A team of researchers have found a novel way of starving brain tumour cells of energy in order to prevent further growth.
The pre-clinical research in human tissue samples, human cell lines, and mice has led to a new way to starve cancerous brain tumour cells of the energy they need to grow. This could lead to changes in the way that some children with medulloblastoma are treated in the future if the findings are confirmed in human clinical trials.
The research, published in Nature Communications, has been carried out by scientists from Queen Mary University of London and funded by the charity Brain Tumour Research.
Medulloblastoma
Medulloblastoma is the most common high-grade brain tumour in children, with 70 children being diagnosed each year in the UK. The survival rate is 70% for those whose tumour has not spread, however, the cancer is almost always fatal in cases of recurrent tumour.
The research looks at inositol hexaphosphate (IP6), a naturally occurring compound present in almost all plants and animals. It shows how it inhibits medulloblastoma and can be combined with chemotherapy to kill tumour cells.
Lead researcher Professor Silvia Marino from the Brain Tumour Research Centre of Excellence at Queen Mary University of London said: “Medulloblastoma occurs in four distinct subgroups (WNT, SHH, G3 and G4).
“Despite our growing knowledge of the molecular differences between these subgroups, current options are surgery together with radiotherapy and/or chemotherapy for all patients. We desperately need to understand the key molecular events driving tumour growth in each subgroup to design new, less toxic, targeted treatments.
“G4 medulloblastoma is the least understood of all subgroups, despite being the most common and associated with poor prognosis. We have identified a novel way that this type of medulloblastoma is able to adapt its metabolism and grow uncontrollably. Significantly, we have also shown how this energy supply can be blocked. These exciting results bring hope of developing new targeted treatments for patients with this aggressive paediatric brain tumour.”
The BMI1 protein
The process of epigenetics – whereby specific genes can be switched on and off to control cell growth – can be disrupted in cancer, leading to overproduction of specific proteins that contribute to the development and growth of a tumour.
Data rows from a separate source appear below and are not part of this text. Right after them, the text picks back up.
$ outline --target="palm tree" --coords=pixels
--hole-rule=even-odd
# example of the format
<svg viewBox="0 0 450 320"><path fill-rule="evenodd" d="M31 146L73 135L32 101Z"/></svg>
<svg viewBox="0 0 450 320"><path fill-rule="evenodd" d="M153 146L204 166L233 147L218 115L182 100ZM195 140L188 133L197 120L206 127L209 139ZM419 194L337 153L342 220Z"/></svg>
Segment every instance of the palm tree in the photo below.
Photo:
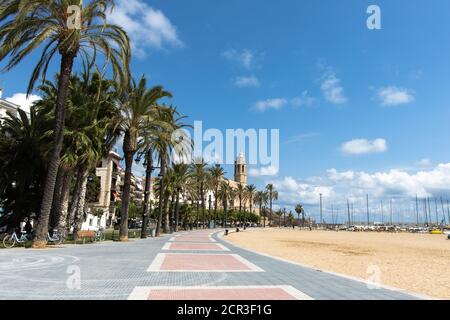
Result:
<svg viewBox="0 0 450 320"><path fill-rule="evenodd" d="M273 200L278 200L278 191L275 190L275 187L271 183L266 186L266 191L269 196L269 205L270 205L269 224L270 224L272 222L272 202Z"/></svg>
<svg viewBox="0 0 450 320"><path fill-rule="evenodd" d="M300 220L300 214L302 215L302 227L305 226L305 210L303 209L303 206L301 204L298 204L295 207L295 212L297 212L298 220Z"/></svg>
<svg viewBox="0 0 450 320"><path fill-rule="evenodd" d="M158 106L155 121L150 130L145 131L142 145L155 150L159 154L160 163L160 181L159 181L159 205L158 205L158 223L156 226L156 235L161 232L163 220L163 198L164 198L164 176L166 169L170 165L170 157L183 158L186 153L190 152L192 147L185 136L176 134L179 129L186 125L181 121L185 118L180 116L174 107ZM176 158L175 160L177 160ZM164 231L168 232L167 223L164 225Z"/></svg>
<svg viewBox="0 0 450 320"><path fill-rule="evenodd" d="M196 227L198 227L198 222L200 220L200 202L202 206L202 228L205 226L205 185L208 181L208 171L206 170L208 164L204 159L195 159L194 163L191 165L191 172L197 184L197 221Z"/></svg>
<svg viewBox="0 0 450 320"><path fill-rule="evenodd" d="M195 184L189 166L184 163L173 165L174 189L175 189L175 226L174 231L178 231L180 196L192 197L195 194Z"/></svg>
<svg viewBox="0 0 450 320"><path fill-rule="evenodd" d="M209 168L209 176L211 178L211 188L214 195L214 228L216 227L217 221L217 204L219 201L219 188L223 181L225 172L220 165L215 165Z"/></svg>
<svg viewBox="0 0 450 320"><path fill-rule="evenodd" d="M0 7L0 61L10 57L5 70L12 69L37 48L44 46L32 72L28 94L33 91L39 76L45 79L55 54L61 56L53 150L48 160L42 204L35 228L35 248L45 247L47 243L48 222L64 140L69 81L77 55L81 54L85 61L91 61L95 60L98 52L103 53L113 67L115 78L122 83L128 82L128 36L122 28L106 22L106 11L113 4L112 0L92 0L87 5L83 5L82 0L4 0ZM70 17L67 16L68 7L72 5L81 9L80 25L75 28L68 23Z"/></svg>
<svg viewBox="0 0 450 320"><path fill-rule="evenodd" d="M63 212L59 224L60 228L70 228L73 222L75 237L83 221L89 172L109 153L120 135L116 123L119 113L115 106L117 88L114 82L103 79L97 72L91 74L87 70L76 83L78 85L74 86L76 93L73 95L79 98L75 97L72 102L75 111L69 118L68 128L71 131L66 130L64 139L72 141L71 148L76 147L73 151L77 155L77 188L70 215L66 217Z"/></svg>
<svg viewBox="0 0 450 320"><path fill-rule="evenodd" d="M56 83L45 81L40 86L43 98L35 104L48 122L55 112ZM71 77L63 156L53 197L52 227L70 230L75 220L79 226L82 222L88 172L111 150L118 137L113 121L117 118L115 95L114 83L97 72L86 69L81 76ZM69 210L70 182L74 172L77 172L77 179Z"/></svg>
<svg viewBox="0 0 450 320"><path fill-rule="evenodd" d="M128 206L130 203L131 175L133 158L140 148L139 139L148 130L152 122L159 118L159 110L156 108L158 100L171 96L169 92L160 86L147 89L147 79L142 76L137 84L133 80L128 91L123 92L118 99L121 113L118 126L124 135L123 153L125 159L119 232L120 241L128 241ZM163 168L163 164L161 168Z"/></svg>
<svg viewBox="0 0 450 320"><path fill-rule="evenodd" d="M217 194L223 205L222 227L226 228L228 224L228 204L230 203L230 199L234 196L234 190L227 180L222 180Z"/></svg>
<svg viewBox="0 0 450 320"><path fill-rule="evenodd" d="M259 215L263 218L263 226L266 227L266 208L269 199L269 195L266 191L257 191L255 194L255 204L259 205Z"/></svg>
<svg viewBox="0 0 450 320"><path fill-rule="evenodd" d="M255 196L253 197L253 201L255 205L259 207L259 224L261 225L262 220L262 206L263 206L263 199L262 199L262 191L256 191Z"/></svg>
<svg viewBox="0 0 450 320"><path fill-rule="evenodd" d="M37 214L42 197L48 127L36 108L28 116L8 113L0 127L0 199L5 216L12 213L9 229L25 217ZM8 230L9 231L9 230Z"/></svg>
<svg viewBox="0 0 450 320"><path fill-rule="evenodd" d="M253 213L253 203L255 201L256 186L254 184L247 186L247 197L249 200L250 214ZM245 220L245 219L244 219ZM245 223L245 221L244 221Z"/></svg>
<svg viewBox="0 0 450 320"><path fill-rule="evenodd" d="M242 202L245 201L245 186L243 184L238 184L236 189L237 197L239 200L239 212L242 211Z"/></svg>

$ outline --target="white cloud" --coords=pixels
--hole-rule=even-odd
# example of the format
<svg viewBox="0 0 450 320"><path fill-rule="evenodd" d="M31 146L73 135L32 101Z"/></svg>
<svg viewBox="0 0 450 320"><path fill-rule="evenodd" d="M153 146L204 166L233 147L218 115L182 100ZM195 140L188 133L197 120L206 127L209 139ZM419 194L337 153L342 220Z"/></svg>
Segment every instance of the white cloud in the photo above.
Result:
<svg viewBox="0 0 450 320"><path fill-rule="evenodd" d="M302 95L294 98L274 98L260 100L255 103L254 109L264 112L269 109L280 110L286 105L294 108L309 107L315 103L316 99L309 96L307 91L303 91Z"/></svg>
<svg viewBox="0 0 450 320"><path fill-rule="evenodd" d="M417 161L416 165L419 167L430 167L433 165L433 162L428 158L424 158Z"/></svg>
<svg viewBox="0 0 450 320"><path fill-rule="evenodd" d="M252 168L248 174L251 177L276 176L278 174L278 168L275 166Z"/></svg>
<svg viewBox="0 0 450 320"><path fill-rule="evenodd" d="M250 49L244 49L242 51L229 49L222 52L222 57L229 61L237 62L246 69L251 69L256 64L255 53Z"/></svg>
<svg viewBox="0 0 450 320"><path fill-rule="evenodd" d="M387 151L388 146L385 139L355 139L342 144L341 151L345 154L369 154Z"/></svg>
<svg viewBox="0 0 450 320"><path fill-rule="evenodd" d="M301 133L295 136L291 136L286 140L286 143L292 143L292 142L300 142L305 139L314 138L320 136L317 132L308 132L308 133Z"/></svg>
<svg viewBox="0 0 450 320"><path fill-rule="evenodd" d="M325 73L320 88L325 99L331 103L344 104L348 101L344 95L341 79L336 76L334 71L328 70Z"/></svg>
<svg viewBox="0 0 450 320"><path fill-rule="evenodd" d="M181 47L176 27L161 10L154 9L143 1L119 0L108 16L110 23L125 29L131 45L138 56L145 56L145 49L161 49L165 45Z"/></svg>
<svg viewBox="0 0 450 320"><path fill-rule="evenodd" d="M285 98L261 100L255 104L255 109L260 112L264 112L269 109L279 110L284 107L287 102L288 101Z"/></svg>
<svg viewBox="0 0 450 320"><path fill-rule="evenodd" d="M239 87L239 88L259 87L261 85L260 82L259 82L259 79L256 76L254 76L254 75L251 75L251 76L248 76L248 77L237 77L234 80L233 84L236 87Z"/></svg>
<svg viewBox="0 0 450 320"><path fill-rule="evenodd" d="M26 93L15 93L12 97L6 98L5 100L17 104L18 106L20 106L20 109L29 113L30 107L34 102L41 100L41 97L31 94L27 98Z"/></svg>
<svg viewBox="0 0 450 320"><path fill-rule="evenodd" d="M292 98L290 103L294 107L310 107L316 102L316 98L311 97L308 91L303 91L301 96Z"/></svg>
<svg viewBox="0 0 450 320"><path fill-rule="evenodd" d="M419 199L450 199L450 163L439 164L428 170L409 172L402 169L391 169L368 173L365 171L337 171L329 169L320 176L305 180L293 177L266 181L273 183L279 191L279 204L295 206L302 203L307 206L307 213L317 217L319 194L323 195L325 214L330 214L330 206L340 209L346 219L347 199L354 204L360 221L365 221L366 195L369 195L369 206L372 220L381 220L380 205L384 201L384 214L388 214L388 202L394 199L394 214L398 219L398 212L405 215L405 219L415 221L415 196ZM312 209L313 208L313 209ZM423 221L422 200L419 203L420 219ZM446 210L446 208L445 208ZM445 214L447 212L445 211ZM439 208L439 215L442 215ZM434 217L433 217L434 218ZM329 220L329 218L328 218ZM342 221L342 220L341 220Z"/></svg>
<svg viewBox="0 0 450 320"><path fill-rule="evenodd" d="M391 107L414 101L413 92L395 86L385 87L378 90L378 99L382 106Z"/></svg>

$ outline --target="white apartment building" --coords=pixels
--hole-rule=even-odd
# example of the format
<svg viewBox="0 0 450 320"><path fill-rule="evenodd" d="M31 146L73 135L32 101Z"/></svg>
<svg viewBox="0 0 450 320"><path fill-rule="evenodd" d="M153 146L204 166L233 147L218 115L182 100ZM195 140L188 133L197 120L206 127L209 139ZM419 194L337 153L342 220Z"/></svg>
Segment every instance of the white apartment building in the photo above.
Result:
<svg viewBox="0 0 450 320"><path fill-rule="evenodd" d="M8 111L14 115L17 115L17 109L19 108L20 106L18 106L17 104L4 100L3 90L0 89L0 121L2 121L4 117L6 117L6 113Z"/></svg>

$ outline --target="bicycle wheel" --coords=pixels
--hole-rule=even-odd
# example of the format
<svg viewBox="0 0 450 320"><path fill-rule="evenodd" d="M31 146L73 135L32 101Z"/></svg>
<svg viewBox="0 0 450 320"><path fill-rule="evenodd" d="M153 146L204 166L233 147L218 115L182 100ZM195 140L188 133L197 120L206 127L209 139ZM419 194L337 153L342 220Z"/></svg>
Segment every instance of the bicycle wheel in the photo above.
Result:
<svg viewBox="0 0 450 320"><path fill-rule="evenodd" d="M14 239L14 237L10 234L7 234L4 238L3 238L3 246L5 248L11 249L12 247L14 247L16 245L16 239Z"/></svg>
<svg viewBox="0 0 450 320"><path fill-rule="evenodd" d="M63 235L59 235L58 239L56 240L56 244L62 244L64 242L64 236Z"/></svg>
<svg viewBox="0 0 450 320"><path fill-rule="evenodd" d="M100 231L100 234L98 235L98 240L99 241L105 241L106 240L106 235L104 232Z"/></svg>

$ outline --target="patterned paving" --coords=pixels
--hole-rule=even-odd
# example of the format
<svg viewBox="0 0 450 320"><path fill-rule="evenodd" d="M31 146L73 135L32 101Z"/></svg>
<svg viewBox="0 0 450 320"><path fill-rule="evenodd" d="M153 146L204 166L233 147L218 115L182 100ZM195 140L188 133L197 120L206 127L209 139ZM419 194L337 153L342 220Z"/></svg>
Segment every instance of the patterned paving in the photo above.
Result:
<svg viewBox="0 0 450 320"><path fill-rule="evenodd" d="M220 243L167 242L162 249L176 251L230 251L230 249Z"/></svg>
<svg viewBox="0 0 450 320"><path fill-rule="evenodd" d="M130 300L311 300L291 286L138 287Z"/></svg>
<svg viewBox="0 0 450 320"><path fill-rule="evenodd" d="M47 250L1 249L0 300L417 299L241 249L219 231Z"/></svg>

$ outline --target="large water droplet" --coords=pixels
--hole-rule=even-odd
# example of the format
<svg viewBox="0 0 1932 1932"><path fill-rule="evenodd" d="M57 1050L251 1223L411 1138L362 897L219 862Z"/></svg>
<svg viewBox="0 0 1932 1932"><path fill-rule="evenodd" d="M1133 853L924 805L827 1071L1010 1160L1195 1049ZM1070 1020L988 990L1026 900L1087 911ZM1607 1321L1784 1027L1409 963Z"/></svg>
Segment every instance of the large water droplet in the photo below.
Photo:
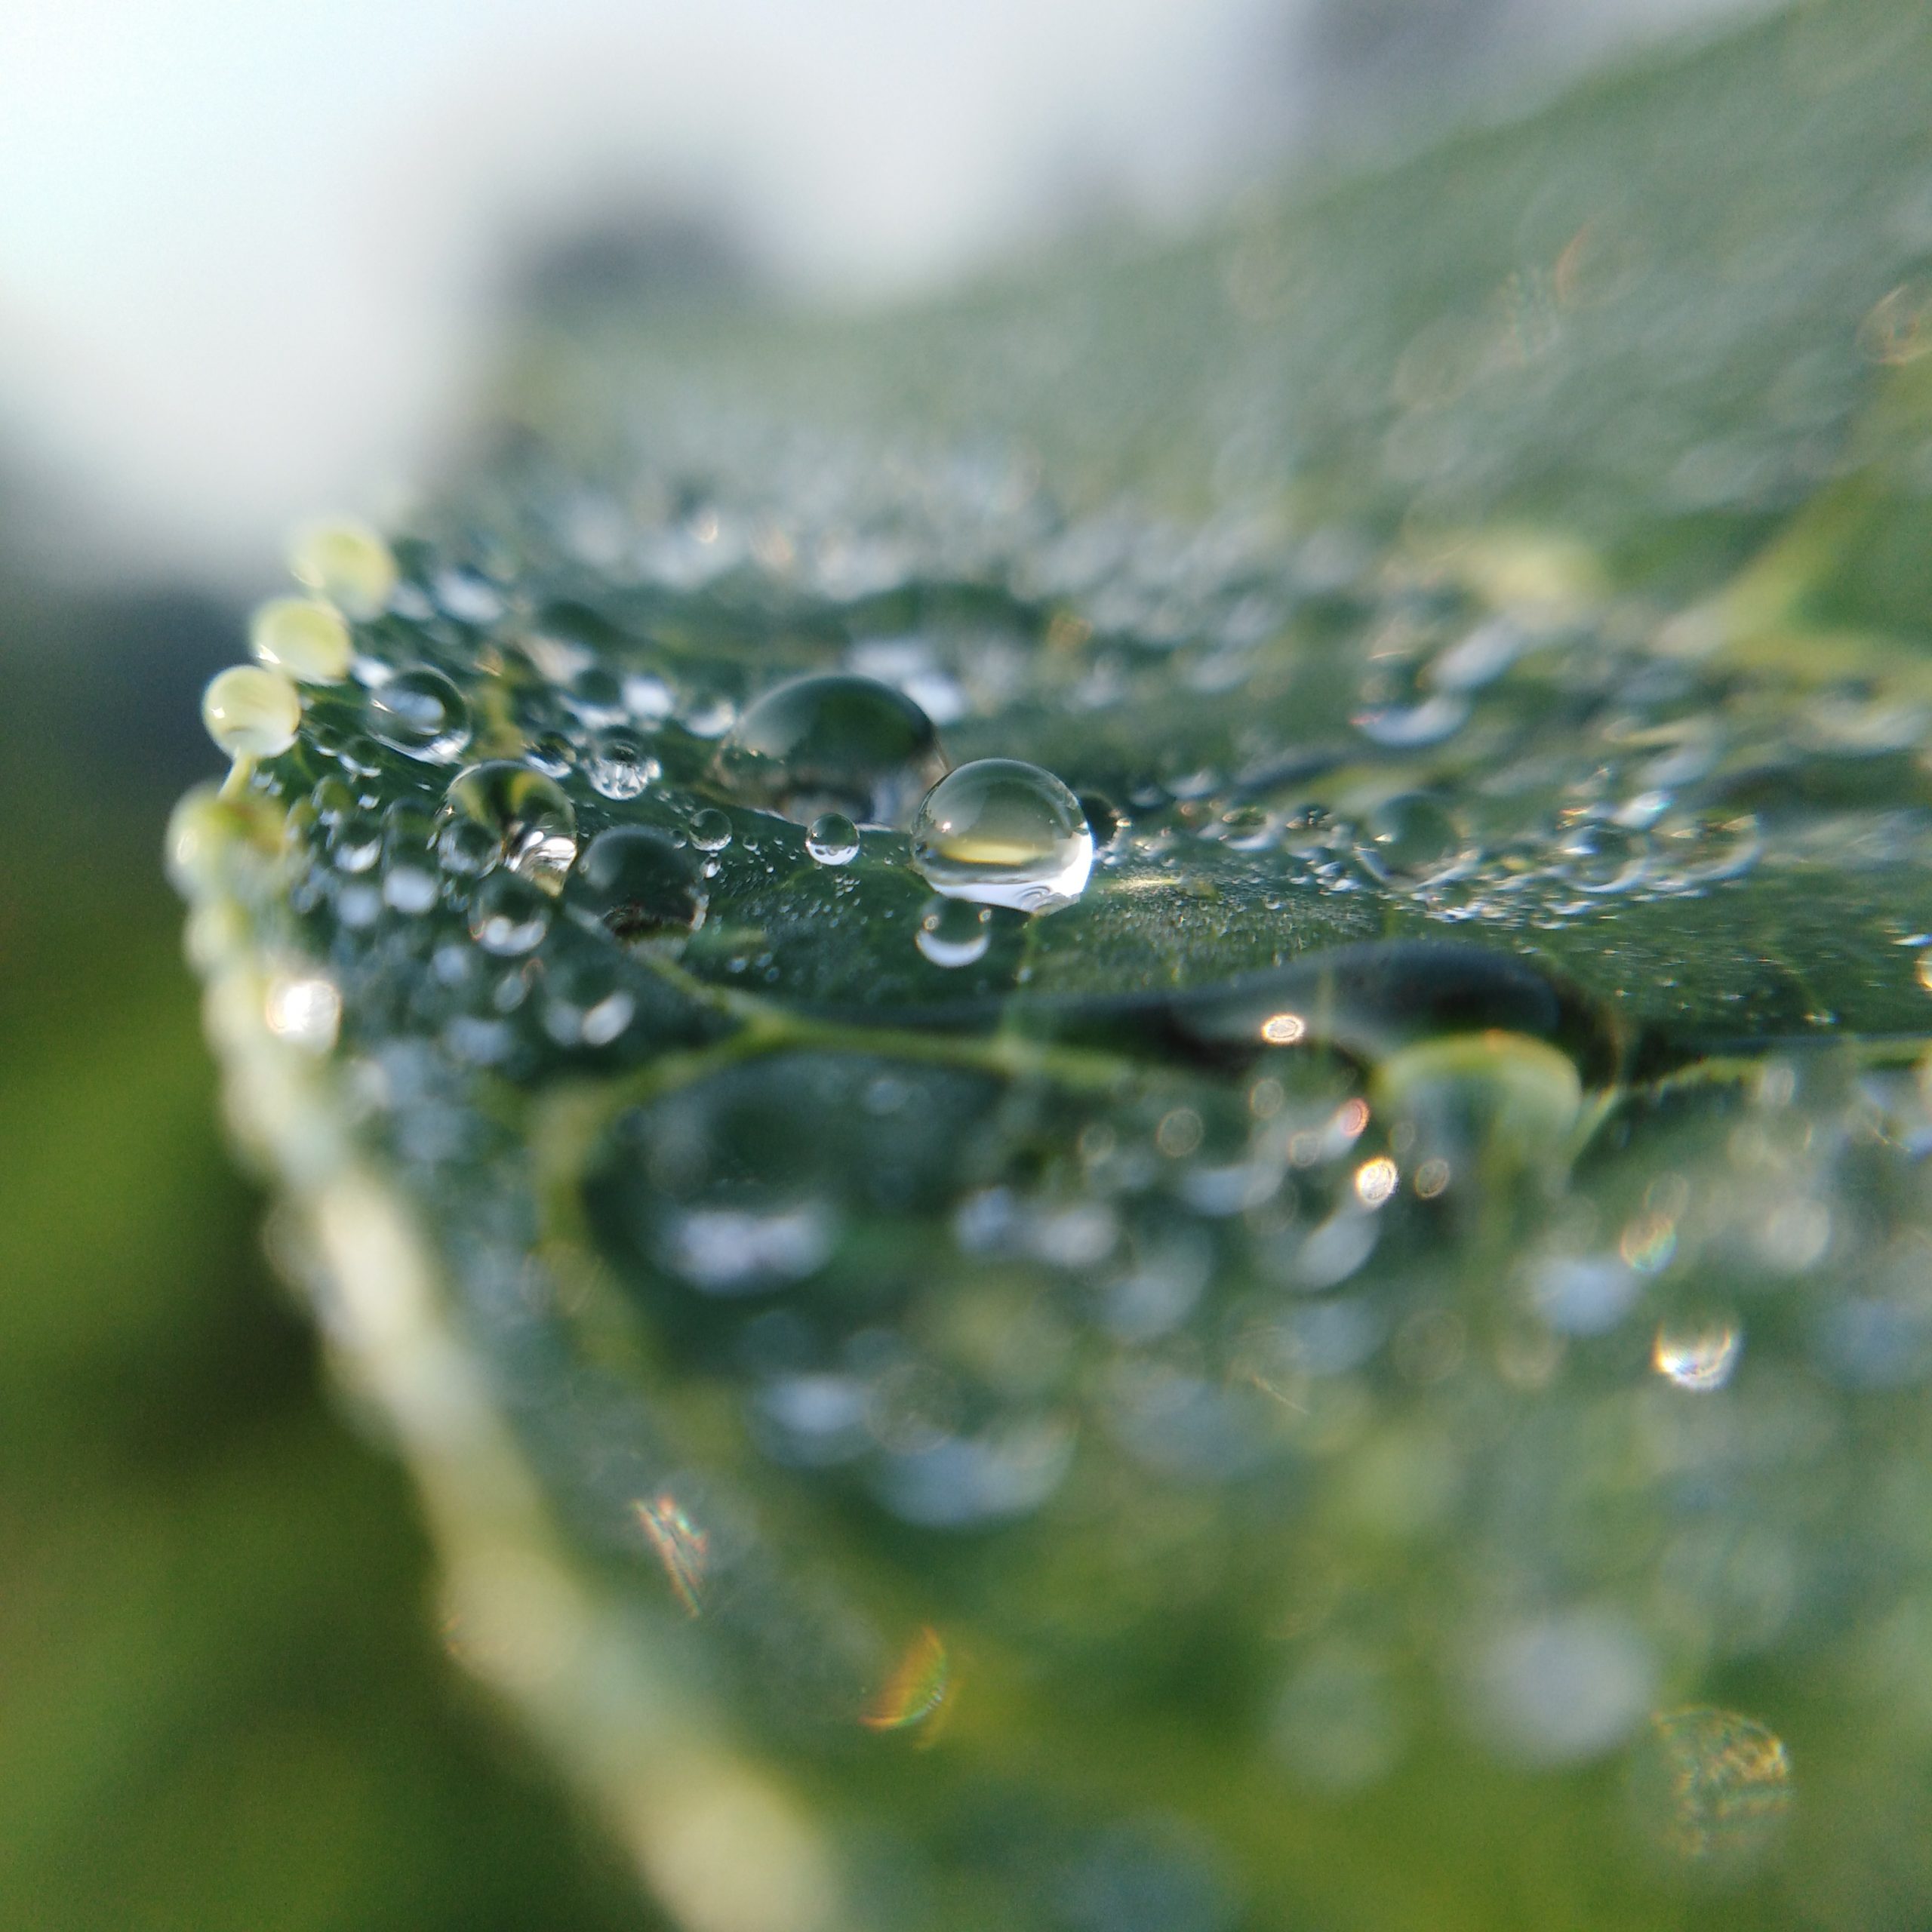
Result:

Such changes can contribute to the development of medulloblastoma, and a protein involved in this process – known as BMI1 – is found in high levels in a broad range of cancers including brain tumours. In medulloblastoma, high levels of it are found in the G4 subgroup, where it sustains tumour growth.
Professor Marino’s team has previously demonstrated that, alongside high levels of BMI1, G4 medulloblastoma cells also lack a protein called CHD7. This combination of changes, or signature, is thought to contribute to the development of G4 medulloblastoma.
Now the team has shown that high levels of BMI1 enable the cancer cells to adapt their metabolism and grow aggressively.
The team say that this change can be reversed by treating the cells with inositol hexaphosphate (IP6) and demonstrated that when IP6 was combined with chemotherapy they observed an increased ability to kill the tumour cells in mice.
Hugh Adams, Head of Stakeholder Relations at Brain Tumour Research said: “These very exciting results reveal a new way for epigenetics to control metabolism within tumour cells. Clinical trials are now required to test the ability of combining IP6 with chemotherapy to treat G4 medulloblastoma, offering promise to a particularly vulnerable group of patients.
“It is great news and brings some much-needed hope for the future. There is still some way to go but we hope that a clinical trial could be up and running in the near future.
“Brain tumours kill more children and adults under the age of 40 yet, historically, just 1% of the national cancer spend has been allocated to this devastating disease. Brain Tumour Research is determined to change this.”